Chapitre 5 – Quelque chose a bougé
Je ne suis pas rentré tout de suite ce soir-là.
Franck avait filé sans un mot, en laissant la porte claquer doucement derrière lui. Il savait se retirer quand les choses devenaient floues. J’ai cru bon de partir aussi, mais Nathan, je peux l’appeler ainsi maintenant, non ? m’a retenu d’un regard.
— Tu veux rester un peu ?
Il a dit ça calmement, sans insistance, sans promesse.
J’ai hoché la tête.
Le salon était silencieux, un peu trop. Nathan s’est installé sur le bord du canapé, m’a fait signe de venir, et on a parlé. Pas de choses importantes. Pas encore. Mais de tout ce qui tournait autour.

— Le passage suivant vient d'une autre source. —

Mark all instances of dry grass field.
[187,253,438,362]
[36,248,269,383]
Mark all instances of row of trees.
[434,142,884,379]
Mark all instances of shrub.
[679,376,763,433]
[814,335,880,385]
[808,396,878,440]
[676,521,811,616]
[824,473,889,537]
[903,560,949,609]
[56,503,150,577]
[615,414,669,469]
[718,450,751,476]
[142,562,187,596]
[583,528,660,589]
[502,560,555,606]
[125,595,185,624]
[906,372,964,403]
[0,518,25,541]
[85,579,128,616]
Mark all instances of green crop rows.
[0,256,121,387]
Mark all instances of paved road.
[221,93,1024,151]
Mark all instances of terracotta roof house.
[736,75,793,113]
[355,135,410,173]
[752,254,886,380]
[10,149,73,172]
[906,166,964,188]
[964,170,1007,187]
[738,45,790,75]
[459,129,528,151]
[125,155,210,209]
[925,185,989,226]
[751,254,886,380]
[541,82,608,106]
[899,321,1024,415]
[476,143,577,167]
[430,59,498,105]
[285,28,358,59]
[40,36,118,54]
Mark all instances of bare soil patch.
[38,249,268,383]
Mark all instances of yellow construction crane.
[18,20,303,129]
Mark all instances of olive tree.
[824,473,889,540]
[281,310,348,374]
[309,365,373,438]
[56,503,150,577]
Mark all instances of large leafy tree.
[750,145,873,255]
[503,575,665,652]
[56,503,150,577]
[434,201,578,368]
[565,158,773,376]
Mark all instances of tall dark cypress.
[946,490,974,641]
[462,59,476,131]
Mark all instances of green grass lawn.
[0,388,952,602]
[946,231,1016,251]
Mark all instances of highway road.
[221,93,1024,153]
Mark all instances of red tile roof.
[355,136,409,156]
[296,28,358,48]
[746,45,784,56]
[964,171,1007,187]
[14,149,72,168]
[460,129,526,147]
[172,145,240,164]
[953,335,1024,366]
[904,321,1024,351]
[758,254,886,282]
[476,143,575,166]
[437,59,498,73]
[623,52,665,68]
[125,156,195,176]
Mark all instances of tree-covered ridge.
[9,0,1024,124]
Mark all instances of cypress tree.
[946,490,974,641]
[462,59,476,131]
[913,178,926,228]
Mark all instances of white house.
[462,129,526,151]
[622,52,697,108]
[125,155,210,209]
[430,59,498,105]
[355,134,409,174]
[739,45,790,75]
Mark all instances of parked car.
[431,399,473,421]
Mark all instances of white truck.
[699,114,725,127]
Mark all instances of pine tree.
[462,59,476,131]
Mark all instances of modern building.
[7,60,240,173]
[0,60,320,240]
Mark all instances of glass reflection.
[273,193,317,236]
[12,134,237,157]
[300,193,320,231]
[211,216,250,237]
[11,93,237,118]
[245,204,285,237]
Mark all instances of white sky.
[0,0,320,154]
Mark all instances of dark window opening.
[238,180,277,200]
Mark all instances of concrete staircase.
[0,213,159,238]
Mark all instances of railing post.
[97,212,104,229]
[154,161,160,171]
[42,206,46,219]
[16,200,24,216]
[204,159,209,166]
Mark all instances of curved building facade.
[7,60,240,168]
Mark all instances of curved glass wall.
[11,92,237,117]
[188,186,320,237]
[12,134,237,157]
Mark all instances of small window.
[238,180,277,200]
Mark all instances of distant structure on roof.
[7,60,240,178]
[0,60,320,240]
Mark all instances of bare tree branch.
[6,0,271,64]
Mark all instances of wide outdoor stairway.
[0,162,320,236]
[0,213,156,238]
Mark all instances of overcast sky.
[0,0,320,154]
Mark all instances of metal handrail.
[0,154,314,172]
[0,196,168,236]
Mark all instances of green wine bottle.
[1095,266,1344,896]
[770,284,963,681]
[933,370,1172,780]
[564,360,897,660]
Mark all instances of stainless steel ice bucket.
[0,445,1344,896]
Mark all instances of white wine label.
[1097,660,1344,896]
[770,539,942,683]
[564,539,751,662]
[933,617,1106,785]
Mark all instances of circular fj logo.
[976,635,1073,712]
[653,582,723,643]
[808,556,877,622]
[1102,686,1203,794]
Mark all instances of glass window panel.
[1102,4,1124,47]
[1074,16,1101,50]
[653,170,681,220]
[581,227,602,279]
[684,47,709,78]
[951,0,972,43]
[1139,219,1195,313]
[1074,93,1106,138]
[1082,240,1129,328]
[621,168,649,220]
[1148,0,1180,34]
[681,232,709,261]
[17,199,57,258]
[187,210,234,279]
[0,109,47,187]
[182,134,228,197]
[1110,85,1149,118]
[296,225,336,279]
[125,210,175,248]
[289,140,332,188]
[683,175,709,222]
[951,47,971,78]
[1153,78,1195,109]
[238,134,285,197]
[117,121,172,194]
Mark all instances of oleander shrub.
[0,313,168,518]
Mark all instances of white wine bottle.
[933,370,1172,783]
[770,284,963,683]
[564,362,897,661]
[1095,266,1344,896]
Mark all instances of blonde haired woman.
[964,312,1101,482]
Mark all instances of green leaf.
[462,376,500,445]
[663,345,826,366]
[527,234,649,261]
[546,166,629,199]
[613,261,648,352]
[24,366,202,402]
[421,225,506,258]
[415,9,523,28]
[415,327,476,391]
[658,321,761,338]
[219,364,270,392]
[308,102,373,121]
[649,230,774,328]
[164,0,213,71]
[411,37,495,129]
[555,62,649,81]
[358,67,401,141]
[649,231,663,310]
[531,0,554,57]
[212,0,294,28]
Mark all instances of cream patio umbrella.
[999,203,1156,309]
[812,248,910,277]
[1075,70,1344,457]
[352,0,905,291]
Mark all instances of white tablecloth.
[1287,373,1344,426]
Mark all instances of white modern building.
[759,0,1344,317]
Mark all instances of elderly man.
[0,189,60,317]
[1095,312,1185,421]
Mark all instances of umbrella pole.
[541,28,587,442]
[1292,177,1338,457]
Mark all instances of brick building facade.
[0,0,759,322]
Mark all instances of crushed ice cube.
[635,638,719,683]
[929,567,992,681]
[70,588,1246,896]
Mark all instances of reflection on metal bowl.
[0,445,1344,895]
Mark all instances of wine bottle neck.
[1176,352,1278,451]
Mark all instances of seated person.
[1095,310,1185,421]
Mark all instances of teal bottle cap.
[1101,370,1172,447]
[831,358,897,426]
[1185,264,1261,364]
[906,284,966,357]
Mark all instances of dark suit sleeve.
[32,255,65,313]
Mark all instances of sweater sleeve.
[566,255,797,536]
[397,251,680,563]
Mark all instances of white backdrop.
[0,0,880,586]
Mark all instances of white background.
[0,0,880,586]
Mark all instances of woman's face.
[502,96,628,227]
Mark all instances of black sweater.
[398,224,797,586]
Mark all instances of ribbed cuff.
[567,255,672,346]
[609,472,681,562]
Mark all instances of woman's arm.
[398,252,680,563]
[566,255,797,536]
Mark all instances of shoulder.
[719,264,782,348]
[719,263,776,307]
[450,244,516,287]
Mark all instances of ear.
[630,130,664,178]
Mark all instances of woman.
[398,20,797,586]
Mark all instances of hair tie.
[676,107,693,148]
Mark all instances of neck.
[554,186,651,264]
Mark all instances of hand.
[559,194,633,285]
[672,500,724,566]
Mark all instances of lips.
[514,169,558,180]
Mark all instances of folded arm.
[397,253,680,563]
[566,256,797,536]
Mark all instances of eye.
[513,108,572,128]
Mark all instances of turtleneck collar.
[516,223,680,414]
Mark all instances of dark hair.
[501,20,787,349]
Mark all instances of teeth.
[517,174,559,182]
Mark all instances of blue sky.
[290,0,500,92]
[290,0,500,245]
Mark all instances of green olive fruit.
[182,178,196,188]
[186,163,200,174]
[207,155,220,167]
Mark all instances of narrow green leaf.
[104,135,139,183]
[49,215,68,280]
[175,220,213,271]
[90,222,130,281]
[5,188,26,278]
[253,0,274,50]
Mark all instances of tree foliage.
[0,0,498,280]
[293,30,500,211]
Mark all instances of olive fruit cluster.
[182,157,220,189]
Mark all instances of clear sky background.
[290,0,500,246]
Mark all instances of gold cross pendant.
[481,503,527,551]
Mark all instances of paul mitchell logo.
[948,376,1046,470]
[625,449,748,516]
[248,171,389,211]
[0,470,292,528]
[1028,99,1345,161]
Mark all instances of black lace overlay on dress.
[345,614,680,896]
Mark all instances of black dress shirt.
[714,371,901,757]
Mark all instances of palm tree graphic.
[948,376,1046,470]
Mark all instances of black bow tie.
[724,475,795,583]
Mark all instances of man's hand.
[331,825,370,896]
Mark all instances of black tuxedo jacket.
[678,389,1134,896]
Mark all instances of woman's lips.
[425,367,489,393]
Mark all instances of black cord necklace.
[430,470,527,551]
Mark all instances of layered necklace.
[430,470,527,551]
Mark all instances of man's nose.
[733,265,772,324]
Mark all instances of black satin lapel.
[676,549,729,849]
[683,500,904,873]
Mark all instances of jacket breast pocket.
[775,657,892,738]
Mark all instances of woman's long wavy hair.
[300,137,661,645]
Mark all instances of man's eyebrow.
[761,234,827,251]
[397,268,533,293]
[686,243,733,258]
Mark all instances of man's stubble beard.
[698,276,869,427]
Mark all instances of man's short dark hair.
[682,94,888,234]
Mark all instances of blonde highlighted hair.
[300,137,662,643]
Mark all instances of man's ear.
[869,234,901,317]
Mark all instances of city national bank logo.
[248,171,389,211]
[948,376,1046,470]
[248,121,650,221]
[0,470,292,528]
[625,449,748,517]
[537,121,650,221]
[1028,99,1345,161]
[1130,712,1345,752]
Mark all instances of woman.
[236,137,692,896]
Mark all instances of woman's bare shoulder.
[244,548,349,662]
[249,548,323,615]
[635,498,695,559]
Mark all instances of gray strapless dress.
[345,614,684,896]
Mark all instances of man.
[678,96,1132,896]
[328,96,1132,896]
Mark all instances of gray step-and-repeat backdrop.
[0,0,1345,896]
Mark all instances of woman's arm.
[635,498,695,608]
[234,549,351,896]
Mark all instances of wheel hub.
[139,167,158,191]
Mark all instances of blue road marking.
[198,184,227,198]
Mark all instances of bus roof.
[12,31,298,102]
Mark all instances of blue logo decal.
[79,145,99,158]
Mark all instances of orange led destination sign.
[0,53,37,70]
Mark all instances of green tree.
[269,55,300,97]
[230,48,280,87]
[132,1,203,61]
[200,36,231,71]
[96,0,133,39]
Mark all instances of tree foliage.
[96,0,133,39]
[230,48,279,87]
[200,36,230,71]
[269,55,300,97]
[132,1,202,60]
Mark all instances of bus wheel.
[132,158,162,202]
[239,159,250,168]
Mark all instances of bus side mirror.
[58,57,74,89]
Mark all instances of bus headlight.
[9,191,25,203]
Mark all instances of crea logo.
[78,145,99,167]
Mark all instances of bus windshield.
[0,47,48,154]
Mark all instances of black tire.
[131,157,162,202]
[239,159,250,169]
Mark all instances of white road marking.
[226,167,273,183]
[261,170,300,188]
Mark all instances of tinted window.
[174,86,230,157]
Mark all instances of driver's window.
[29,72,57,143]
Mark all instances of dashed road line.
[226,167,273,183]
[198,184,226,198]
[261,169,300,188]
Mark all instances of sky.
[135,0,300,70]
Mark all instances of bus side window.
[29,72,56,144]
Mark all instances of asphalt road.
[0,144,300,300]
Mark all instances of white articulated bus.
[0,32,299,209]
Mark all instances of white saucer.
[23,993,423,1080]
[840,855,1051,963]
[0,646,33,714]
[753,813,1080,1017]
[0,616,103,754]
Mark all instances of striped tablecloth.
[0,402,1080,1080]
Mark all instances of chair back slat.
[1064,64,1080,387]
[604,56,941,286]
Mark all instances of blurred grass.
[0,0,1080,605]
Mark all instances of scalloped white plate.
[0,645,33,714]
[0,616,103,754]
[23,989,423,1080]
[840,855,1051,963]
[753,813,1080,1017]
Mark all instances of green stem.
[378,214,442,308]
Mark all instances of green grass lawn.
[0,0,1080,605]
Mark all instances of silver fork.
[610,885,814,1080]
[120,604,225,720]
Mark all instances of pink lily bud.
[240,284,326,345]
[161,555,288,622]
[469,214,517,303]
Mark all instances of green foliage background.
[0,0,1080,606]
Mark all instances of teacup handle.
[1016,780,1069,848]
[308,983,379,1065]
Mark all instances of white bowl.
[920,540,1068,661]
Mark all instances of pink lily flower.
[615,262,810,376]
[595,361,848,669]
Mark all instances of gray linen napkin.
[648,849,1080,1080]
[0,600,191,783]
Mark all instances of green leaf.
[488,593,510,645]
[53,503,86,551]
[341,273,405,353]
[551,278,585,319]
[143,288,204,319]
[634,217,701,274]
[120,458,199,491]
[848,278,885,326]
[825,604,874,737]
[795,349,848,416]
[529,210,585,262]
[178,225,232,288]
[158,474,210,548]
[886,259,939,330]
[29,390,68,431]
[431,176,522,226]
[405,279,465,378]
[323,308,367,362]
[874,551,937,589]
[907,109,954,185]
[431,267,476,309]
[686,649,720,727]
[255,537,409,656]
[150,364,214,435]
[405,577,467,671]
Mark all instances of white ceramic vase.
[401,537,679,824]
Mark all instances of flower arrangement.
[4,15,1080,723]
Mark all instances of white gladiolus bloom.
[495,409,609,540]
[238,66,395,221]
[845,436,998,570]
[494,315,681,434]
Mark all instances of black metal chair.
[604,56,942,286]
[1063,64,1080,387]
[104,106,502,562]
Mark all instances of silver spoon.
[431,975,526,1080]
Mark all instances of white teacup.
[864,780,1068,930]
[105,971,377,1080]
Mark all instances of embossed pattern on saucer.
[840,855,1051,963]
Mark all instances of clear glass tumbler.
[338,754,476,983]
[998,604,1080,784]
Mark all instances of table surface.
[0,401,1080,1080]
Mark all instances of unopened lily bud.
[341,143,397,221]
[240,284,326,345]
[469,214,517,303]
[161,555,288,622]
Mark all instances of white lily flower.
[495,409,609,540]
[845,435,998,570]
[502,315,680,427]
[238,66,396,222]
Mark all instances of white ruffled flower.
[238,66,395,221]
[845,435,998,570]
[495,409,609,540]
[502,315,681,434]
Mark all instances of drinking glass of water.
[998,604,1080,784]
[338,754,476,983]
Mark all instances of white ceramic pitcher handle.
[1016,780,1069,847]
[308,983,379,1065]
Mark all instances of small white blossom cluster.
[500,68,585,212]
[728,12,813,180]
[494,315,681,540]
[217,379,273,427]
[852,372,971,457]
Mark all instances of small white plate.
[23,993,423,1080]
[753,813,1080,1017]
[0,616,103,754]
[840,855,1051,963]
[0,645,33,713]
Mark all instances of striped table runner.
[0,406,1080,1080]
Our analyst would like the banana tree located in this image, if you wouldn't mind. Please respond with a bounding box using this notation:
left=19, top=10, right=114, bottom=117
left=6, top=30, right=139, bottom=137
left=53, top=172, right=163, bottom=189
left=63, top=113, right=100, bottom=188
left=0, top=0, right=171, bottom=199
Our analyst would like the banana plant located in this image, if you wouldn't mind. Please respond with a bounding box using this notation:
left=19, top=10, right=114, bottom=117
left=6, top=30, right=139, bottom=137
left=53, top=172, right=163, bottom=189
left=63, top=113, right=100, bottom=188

— T’es pas d’ici, non ? m’a-t-il demandé.
— Je viens d’un peu plus loin. Famille bien rangée. Étudiant en droit. Le genre de vie qui n’étonne personne.
Il a souri, presque moqueur, sans méchanceté.
— Ouais, je vois. Un futur politicien bien propre sur lui. Et tu te retrouves dans ce quartier pour me dire que je ressemble à un “Nathan”.
— Je suis pas venu pour ça, j’ai dit. Mais c’est venu.
On a ri, juste un peu. Et puis il a baissé les yeux.
— Tu sais, Franck et moi… c’était vraiment fini. Mais parfois, on recule pour se sentir vivant. On s’accroche au corps de l’autre pour éviter de tomber.
Il m’a regardé droit dans les yeux.
— Je veux pas te mentir. Je suis pas le mec facile à cerner. Je fais des conneries, je suis libre, trop peut-être. Mais là, j’ai senti qu’il y avait quelque chose de différent. Je ne saurais dire quoi exactement, mais c’était là, présent.
Je n’ai rien dit. Je sentais cette même chose grandir en moi, un frisson nouveau, un souffle partagé.
Quelque chose avait bougé, en silence.
Il s’est approché, sans me toucher, juste assez près pour que je sente sa chaleur. Pas un mot de plus. Il ne m’a pas embrassé. Il ne m’a pas demandé mon avis, mais son regard me suffisait. Il m’a regardé, comme pour m’apprendre à respirer autrement.
Et moi, je me suis dit que j’étais peut-être là pour ça : découvrir ce que veut dire ressentir, vraiment.
La nuit n’a rien promis. Mais elle a commencé à écrire une vérité plus grande que nous.